I nodded. “You’re right.” It really had been stupid of me to drop my guard like that. That was “rule number one,” as both Daniel and Talbot used to tell me. Caleb was still out there, and it was impossible to predict what a madman like him was capable of doing next. Considering the state of my stupid ankle, I wouldn’t have stood a chance if I’d encountered him or any of his still-loyal boys last night.
I stretched forward and concentrated my healing powers into my throbbing ankle until the pain subsided into an uncomfortable ache. Then a thought hit me. “How do you know what Daniel wants? Can you … can you talk to him when you’re in wolf form?”
A trill of hope ran up my spine, and I no longer cared about the soreness of my ankle. Maybe I could get one of the boys to talk to Daniel for me. Tell him…
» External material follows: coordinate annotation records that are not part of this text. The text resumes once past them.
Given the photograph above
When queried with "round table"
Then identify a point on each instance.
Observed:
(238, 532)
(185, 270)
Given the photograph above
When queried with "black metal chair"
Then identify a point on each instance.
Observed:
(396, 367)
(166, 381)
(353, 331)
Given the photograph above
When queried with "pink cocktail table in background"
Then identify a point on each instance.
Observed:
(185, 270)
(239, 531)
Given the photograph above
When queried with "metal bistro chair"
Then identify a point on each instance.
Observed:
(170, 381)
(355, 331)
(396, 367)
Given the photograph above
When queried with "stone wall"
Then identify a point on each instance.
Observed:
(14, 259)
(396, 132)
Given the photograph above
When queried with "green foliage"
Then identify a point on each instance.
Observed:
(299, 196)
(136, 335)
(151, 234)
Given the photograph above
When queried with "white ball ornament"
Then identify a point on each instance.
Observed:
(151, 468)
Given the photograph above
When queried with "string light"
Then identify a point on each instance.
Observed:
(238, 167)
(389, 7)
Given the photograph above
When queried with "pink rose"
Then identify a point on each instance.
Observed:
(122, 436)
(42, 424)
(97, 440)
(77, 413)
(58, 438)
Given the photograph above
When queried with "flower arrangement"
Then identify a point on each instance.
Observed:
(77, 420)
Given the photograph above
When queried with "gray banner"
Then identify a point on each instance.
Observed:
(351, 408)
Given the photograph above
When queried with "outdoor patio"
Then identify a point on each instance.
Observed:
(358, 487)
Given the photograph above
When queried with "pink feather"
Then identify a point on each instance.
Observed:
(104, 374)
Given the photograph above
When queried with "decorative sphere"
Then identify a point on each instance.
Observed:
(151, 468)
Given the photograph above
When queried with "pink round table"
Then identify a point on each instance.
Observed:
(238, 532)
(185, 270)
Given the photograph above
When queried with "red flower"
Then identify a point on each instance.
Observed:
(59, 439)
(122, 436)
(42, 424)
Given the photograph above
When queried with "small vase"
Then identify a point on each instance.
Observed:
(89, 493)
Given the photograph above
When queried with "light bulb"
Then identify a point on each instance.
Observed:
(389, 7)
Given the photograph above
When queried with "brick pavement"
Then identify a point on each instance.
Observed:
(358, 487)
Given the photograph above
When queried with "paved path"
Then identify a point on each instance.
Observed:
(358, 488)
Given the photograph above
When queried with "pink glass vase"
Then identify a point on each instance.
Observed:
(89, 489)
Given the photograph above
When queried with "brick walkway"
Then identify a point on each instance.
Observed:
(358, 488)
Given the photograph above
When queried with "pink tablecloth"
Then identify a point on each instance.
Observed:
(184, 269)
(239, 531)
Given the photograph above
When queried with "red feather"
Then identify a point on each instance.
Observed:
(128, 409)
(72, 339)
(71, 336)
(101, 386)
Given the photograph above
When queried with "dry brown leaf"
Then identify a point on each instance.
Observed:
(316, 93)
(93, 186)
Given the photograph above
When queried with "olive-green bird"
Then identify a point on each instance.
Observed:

“No,” Brent said. “It’s just like we
know
what he wants. And we do it. That’s how it works with an alpha.”
“Like telepathy?” My brain was running much too slow this morning. But it couldn’t be any later than six a.m., so I didn’t blame myself for being so sluggish running on less than three hours of sleep. But there was a much quicker thought—too quick to be my own—that flitted through my mind.
If you were a wolf, you could communicate with Daniel, too. You could be together.
“No,” Ryan said. “We can’t read each other’s thoughts.”
“Thank God,” I heard Zach mumble. He and Marcos had edged closer to the porch.
“All animals have their ways of communicating,” Brent said. “Facial expressions, vocalizations, and such, but with the alpha, it’s more like a
feeling.
Sometimes it manifests as images or impressions. But mostly, it’s like we feel what he feels.”